Keep the idli batter ready.
3 cups idli batter
In a small pan heat oil.
4 tablespoon oil
Then add soaked chana dal and raw urad dal. Sauté till crisp.
2 teaspoon chana dal, 2 teaspoon urad dal
Next add raw cashews. Cut them into pieces before adding.
1 tablespoon raw cashews
Once the cashews start to turn golden brown; add lightly crushed peppers and cumin seeds.
1 teaspoon peppercorns, 1 teaspoon cumin seeds
Let the cumin seeds pop and then add the turmeric powder and curry leaves.

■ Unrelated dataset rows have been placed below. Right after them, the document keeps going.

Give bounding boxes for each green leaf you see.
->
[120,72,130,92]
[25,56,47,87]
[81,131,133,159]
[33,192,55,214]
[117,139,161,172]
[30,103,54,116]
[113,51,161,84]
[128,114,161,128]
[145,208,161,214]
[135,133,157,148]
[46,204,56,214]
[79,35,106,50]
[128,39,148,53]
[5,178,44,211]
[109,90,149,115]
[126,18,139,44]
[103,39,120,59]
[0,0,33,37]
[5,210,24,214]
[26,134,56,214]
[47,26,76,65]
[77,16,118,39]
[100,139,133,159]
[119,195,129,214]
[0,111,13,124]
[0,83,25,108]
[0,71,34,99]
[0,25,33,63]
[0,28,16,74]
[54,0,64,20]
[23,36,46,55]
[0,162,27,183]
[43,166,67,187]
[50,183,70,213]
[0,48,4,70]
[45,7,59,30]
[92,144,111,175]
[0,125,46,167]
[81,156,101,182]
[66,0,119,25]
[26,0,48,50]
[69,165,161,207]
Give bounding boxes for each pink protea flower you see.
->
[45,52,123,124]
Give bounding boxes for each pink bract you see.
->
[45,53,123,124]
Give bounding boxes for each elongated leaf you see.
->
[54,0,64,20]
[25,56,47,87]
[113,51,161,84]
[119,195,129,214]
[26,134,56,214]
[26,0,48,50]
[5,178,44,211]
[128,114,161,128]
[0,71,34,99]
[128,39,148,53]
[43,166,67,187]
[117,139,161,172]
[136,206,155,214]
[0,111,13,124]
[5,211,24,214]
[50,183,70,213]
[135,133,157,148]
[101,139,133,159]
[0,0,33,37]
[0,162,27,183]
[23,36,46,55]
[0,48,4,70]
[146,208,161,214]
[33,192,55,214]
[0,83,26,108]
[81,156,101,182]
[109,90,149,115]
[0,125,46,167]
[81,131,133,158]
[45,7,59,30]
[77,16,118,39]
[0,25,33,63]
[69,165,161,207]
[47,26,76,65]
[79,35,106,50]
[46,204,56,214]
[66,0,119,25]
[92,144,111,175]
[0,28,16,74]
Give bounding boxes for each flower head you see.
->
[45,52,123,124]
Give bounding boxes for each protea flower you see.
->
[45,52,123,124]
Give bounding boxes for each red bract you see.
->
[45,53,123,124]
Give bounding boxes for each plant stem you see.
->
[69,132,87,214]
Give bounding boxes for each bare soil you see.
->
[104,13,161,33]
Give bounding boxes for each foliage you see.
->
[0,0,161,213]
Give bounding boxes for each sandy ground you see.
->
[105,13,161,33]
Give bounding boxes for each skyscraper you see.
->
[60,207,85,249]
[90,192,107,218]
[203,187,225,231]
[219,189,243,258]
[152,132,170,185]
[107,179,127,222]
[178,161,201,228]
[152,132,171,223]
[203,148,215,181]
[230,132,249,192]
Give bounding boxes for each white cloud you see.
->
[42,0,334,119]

8-10 curry leaves, 1 teaspoon turmeric powder
Mix well and turn off the flame.
Transfer the tempering to the idli batter, add a pinch of salt and mix well.
½ teaspoon salt
Grease an idli stand with some oil or non-stick spray. Also add 1 cup water in the idli stand base and bring to a boil. Keep covered.
1 tablespoon oil
When the water starts to boil, add a pinch of ENO to the batter and give it a good mix.
2 teaspoon fruit salt
Then add a ladle full of the batter into the molds.
Place the plates in the idli stand base.
Cover and cook for 12 minutes. Then open the lid and check if it is cooked.
Remove the plates and let them cool a little. Then use a spoon to remove the idlis and serve with your choice of coconut chutney, tomato chutney and sambar.